The 45mm Watch 2 conveys a general ruggedness and does not appear to mind any rough stuff. Its built-in GPS will be attractive to runners.
Maybe with a nicer band I’d give it higher marks, but my overall impression was that this was more of a starter watch, rather than one you’d settle on for the long haul. Huawei has just introduced a nifty new wearable, the Watch GT, but I haven’t yet tried it out.
The Huawei Watch 2 lists around US$300, but I found it online for less. For those who with old-school sensibilities, you may like the new breed of hybrid smartwatches – traditional analogue timepieces that have a digital component on the face. Top of the line is the gorgeous Withings Steel HR Sport, which offers the best of both worlds in a 40mm case, and costs US$200.
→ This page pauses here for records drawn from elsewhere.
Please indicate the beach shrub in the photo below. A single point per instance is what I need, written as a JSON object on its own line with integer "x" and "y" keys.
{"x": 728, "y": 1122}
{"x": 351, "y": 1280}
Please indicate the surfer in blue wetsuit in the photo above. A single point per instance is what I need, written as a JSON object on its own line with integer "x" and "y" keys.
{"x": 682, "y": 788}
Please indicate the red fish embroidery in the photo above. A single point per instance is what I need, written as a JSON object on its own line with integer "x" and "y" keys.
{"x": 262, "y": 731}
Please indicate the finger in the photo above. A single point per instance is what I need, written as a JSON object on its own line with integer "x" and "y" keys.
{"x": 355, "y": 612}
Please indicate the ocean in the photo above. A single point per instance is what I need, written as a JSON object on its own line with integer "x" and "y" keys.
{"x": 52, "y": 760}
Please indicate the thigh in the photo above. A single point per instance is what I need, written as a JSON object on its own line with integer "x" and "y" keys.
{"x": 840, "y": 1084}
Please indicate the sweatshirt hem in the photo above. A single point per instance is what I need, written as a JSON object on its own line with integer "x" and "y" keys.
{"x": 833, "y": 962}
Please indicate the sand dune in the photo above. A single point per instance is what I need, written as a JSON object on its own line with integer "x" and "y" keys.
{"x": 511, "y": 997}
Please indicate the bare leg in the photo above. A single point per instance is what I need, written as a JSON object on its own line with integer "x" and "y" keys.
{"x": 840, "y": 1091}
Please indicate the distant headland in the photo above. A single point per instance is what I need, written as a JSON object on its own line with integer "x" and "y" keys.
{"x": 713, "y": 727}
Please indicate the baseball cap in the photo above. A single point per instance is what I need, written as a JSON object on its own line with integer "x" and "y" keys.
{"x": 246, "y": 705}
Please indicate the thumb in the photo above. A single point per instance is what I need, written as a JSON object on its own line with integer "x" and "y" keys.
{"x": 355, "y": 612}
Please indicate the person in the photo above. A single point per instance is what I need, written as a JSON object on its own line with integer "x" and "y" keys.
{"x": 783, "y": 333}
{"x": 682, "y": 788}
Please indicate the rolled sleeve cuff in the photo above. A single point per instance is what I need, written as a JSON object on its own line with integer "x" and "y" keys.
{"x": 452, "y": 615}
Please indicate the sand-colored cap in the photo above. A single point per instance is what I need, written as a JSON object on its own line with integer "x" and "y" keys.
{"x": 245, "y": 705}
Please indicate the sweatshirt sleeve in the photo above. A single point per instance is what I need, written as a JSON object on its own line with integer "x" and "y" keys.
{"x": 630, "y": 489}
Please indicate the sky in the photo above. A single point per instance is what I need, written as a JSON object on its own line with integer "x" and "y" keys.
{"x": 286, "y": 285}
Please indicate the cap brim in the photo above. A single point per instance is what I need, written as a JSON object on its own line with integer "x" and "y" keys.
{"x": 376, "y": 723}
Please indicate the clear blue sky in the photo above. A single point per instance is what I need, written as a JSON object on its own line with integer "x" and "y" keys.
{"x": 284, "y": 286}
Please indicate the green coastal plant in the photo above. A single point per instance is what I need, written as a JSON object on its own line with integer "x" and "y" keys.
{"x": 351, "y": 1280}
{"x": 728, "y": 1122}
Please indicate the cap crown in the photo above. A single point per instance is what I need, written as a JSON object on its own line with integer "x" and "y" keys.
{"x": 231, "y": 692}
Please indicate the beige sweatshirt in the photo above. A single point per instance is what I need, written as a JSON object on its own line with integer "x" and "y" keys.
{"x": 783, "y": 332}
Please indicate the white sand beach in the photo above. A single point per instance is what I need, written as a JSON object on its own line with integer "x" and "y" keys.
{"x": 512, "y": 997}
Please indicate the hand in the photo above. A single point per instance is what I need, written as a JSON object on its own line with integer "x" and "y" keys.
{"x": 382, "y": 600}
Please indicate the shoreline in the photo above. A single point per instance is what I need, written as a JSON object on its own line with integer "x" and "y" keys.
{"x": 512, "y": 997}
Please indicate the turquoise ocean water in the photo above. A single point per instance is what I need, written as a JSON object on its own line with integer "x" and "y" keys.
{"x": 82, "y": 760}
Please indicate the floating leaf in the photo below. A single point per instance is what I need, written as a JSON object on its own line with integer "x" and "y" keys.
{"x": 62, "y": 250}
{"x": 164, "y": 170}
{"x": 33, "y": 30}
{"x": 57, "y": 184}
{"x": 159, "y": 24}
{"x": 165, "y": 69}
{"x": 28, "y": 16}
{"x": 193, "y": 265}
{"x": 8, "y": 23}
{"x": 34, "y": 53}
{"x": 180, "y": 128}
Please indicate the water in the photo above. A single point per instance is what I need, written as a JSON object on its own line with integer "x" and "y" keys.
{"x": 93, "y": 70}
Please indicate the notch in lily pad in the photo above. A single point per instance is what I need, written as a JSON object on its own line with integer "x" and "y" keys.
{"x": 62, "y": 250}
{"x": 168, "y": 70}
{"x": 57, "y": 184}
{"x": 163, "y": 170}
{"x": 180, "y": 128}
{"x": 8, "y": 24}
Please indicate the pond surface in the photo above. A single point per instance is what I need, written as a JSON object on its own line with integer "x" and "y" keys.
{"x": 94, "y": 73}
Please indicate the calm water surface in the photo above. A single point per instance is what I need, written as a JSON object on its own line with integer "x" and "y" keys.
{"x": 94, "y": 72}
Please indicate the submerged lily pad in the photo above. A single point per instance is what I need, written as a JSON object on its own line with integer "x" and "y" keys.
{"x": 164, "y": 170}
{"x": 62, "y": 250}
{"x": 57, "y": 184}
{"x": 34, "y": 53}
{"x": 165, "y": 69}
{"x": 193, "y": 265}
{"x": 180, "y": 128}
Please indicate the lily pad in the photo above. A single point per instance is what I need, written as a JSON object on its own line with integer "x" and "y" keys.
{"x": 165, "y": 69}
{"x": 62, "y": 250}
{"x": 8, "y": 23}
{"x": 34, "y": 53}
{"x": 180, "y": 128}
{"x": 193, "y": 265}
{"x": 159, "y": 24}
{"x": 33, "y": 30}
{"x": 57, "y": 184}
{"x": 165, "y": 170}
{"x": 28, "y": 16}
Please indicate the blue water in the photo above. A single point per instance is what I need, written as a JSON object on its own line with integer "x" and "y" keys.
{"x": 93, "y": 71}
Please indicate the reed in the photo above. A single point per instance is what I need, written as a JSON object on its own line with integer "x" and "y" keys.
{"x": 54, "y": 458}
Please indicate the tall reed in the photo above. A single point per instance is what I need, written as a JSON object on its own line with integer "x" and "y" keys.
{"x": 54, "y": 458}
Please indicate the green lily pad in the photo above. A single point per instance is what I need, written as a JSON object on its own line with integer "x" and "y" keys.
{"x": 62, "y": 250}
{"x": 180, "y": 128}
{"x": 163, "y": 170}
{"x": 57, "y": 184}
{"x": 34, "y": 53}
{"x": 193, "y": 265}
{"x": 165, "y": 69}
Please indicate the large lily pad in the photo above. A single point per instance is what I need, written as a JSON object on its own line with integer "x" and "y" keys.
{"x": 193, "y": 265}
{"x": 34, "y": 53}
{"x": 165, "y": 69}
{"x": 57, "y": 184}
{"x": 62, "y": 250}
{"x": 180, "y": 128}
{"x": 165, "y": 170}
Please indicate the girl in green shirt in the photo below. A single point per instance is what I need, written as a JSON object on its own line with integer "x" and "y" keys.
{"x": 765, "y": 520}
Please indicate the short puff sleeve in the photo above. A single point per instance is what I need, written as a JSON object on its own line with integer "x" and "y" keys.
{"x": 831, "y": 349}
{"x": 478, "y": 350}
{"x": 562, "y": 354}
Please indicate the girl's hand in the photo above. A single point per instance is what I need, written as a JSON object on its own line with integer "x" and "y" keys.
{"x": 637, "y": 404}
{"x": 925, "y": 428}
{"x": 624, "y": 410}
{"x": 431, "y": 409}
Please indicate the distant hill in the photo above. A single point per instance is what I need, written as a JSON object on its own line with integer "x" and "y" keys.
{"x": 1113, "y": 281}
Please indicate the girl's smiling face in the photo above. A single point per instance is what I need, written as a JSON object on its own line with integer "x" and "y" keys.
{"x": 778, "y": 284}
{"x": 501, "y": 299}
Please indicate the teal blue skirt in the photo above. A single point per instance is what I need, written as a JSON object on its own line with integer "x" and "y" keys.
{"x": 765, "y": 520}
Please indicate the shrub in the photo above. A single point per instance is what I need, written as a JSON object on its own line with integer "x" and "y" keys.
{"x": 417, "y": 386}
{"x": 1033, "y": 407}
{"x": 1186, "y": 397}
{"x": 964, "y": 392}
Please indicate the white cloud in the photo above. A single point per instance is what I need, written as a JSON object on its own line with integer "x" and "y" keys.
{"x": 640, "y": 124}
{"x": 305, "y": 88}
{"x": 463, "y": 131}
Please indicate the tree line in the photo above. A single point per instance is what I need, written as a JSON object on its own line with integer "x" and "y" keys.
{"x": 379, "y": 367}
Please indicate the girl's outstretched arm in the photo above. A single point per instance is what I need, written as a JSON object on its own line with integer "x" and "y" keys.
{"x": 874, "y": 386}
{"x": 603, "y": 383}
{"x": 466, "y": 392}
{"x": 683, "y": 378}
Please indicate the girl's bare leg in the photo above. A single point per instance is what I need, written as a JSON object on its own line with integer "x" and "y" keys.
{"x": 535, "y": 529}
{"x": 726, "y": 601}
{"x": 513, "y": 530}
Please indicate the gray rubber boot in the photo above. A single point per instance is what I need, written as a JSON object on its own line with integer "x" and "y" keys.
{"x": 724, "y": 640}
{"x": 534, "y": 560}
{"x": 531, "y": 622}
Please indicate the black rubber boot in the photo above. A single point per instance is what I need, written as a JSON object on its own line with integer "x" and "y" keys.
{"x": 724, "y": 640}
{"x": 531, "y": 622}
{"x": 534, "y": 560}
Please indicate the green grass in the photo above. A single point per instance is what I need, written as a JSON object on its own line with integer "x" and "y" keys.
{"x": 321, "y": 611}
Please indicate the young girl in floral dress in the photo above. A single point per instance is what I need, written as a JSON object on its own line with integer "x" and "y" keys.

The analogue hands are about as watchy as you can get, while there’s a small digital complication that can handle basic fitness tracking, such as sleep, step count and heart rate.
This isn’t a device for people with lofty digital ambitions. The electronic portion runs on proprietary software, which means you’re not going to have access to lots of apps.
But if you’re looking for a wearable that makes a strong statement, lasts for a few weeks on a single charge and accomplishes a handful of basic, Fitbit-type functions, this one rocks.